それは画面内の秋澤もであったのだろう。恐怖と混乱、痛みによるものか、錯乱した様子で頻りに何か喚き散らしては身をよじらせ逃げようとしているが、蘇生したナニカである獅子によって容赦なく腹を繰り上げられたことにより、己の吐瀉物で口を封じられている。

神崎は小さく震える秋澤から一旦視線を外すと、一人一人、何処からともなく現れたーー恐らく獅子の仲間であろうーー彼らを、観察する。

神崎から見て左側から、糊のきいた中背中肉のスーツの男、大学生風の痩せた男、ロリータ服を身にまとった幼い子ども、セーラー服を着た少女、大柄で筋肉質な男が、鹿爪らしく並んでいる。

各々、皆、獅子と同じように仮面を被っており、素顔は見えない。猿、蛇、狐、豚、熊によく似たーーしかし、細部をよくよく観察すると決定的に何かが異なるーー仮面から虚ろに覗く視線の光は、人間味を全く感じ取ることが出来なかった。彼らの秋澤を見下す視線には、色もなければ温度もない。そこには何もない。地を這う虫を、転がる石ころを、動かぬ骸を眺めているような、或いはその何れでもないような不気味な瞳を、しかと秋澤へ向け続けている。

秋澤がほうほうの体で獅子たちから逃げ出そうともがいた。しかし、制服の猿が大きく脚を上げて、秋澤の背骨を砕くがごとく踏みしめたので、その目論見は失敗に終わった。

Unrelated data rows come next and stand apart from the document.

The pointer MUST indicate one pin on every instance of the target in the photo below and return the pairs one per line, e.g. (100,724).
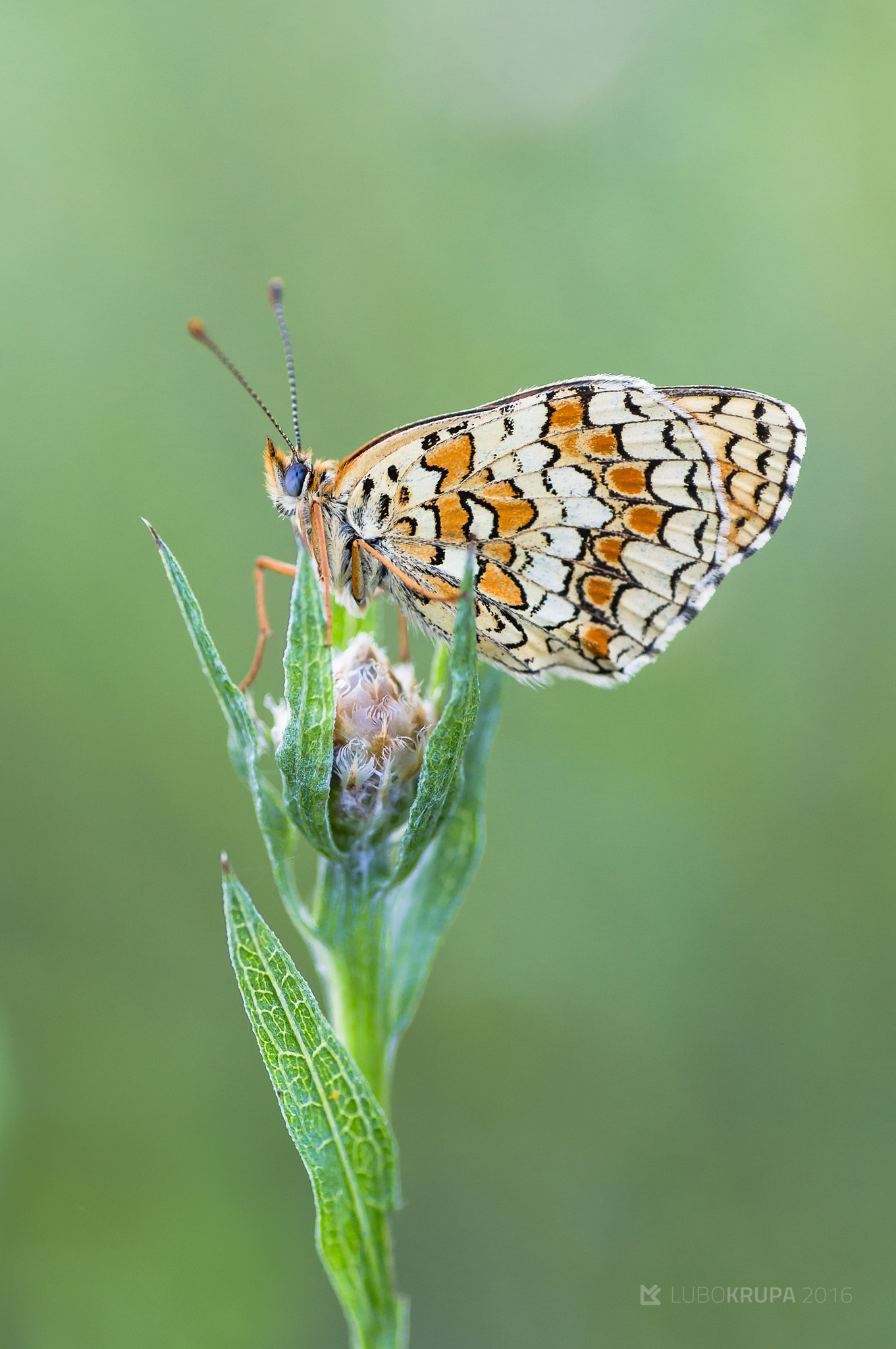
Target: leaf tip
(153,532)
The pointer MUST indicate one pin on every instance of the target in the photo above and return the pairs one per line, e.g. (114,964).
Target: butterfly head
(288,478)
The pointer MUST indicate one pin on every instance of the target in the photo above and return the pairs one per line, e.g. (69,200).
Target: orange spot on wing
(454,517)
(499,551)
(565,414)
(454,458)
(498,584)
(514,510)
(598,590)
(596,640)
(417,549)
(645,520)
(610,548)
(627,480)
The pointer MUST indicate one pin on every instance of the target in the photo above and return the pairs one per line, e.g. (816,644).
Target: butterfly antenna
(197,329)
(275,296)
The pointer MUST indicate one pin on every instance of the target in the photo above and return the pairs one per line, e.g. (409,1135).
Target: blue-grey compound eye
(294,480)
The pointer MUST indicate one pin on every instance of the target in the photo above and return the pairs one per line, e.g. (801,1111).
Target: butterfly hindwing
(602,514)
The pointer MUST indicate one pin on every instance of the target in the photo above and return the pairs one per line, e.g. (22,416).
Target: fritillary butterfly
(601,514)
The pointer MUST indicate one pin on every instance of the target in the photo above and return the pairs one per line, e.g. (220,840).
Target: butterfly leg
(405,647)
(262,566)
(317,516)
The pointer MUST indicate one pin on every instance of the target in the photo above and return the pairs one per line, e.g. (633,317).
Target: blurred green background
(658,1045)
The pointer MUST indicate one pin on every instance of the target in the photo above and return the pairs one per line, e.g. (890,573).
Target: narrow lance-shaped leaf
(441,771)
(242,736)
(333,1118)
(430,897)
(306,753)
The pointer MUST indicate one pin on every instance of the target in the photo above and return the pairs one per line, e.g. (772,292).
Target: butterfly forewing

秋澤の、弱い獣が捕食者に襲われたような、長く悲痛な悲鳴が響き渡る。猿面は秋澤の背中に馬乗りになると、制服のポケットから取り出したタオルで手際よく秋澤の口を覆った。悲鳴がくぐもる。すると、蛇、狐、熊、豚の面を被った人影が、次々と秋澤へ群がった。まるで鳥葬のように、秋澤の肉を、骨を生きたまま啄むがごとく、手足を押さえ付けては開かせて、結束バンドで近くにあった鉄パイプに縛り付けていく。そして、あっという間にまな板に転がされた魚のように、秋澤ば大の字になって惨たらしく床に縫い止められていた。まるで虫の標本のようだった。虫と異なるのは、縫い付けられて固定された秋澤が、まだ生きているという点である。

獅子の面が、必死に暴れる男の上に跨がると、秋澤の恐怖は最高潮に達したようで、悲鳴と呻き声が一際大きくなる。それも無理はないだろう、と神崎は思った。

獅子は巨大なチェーンソーを携えていた。

骨のような生白い人差し指がスターターに掛かると、ブォンブォンブォンとチェーンソーが嬉しそうに唸る。獲物を目にした肉食獣のごとく、涎を垂らして大きく嘶いたチェーンソーの振動が、空気をぶるぶると震わせている。

獅子の面は静かな動作で舌なめずりをするチェーンソーの刃を、ぴたりと秋澤の右手首の付け根に当てた。

秋澤が絶叫する。神崎の周りで映像に釘付けになっている三人は、苦悶と恐怖、そして怒りに歪んでいた。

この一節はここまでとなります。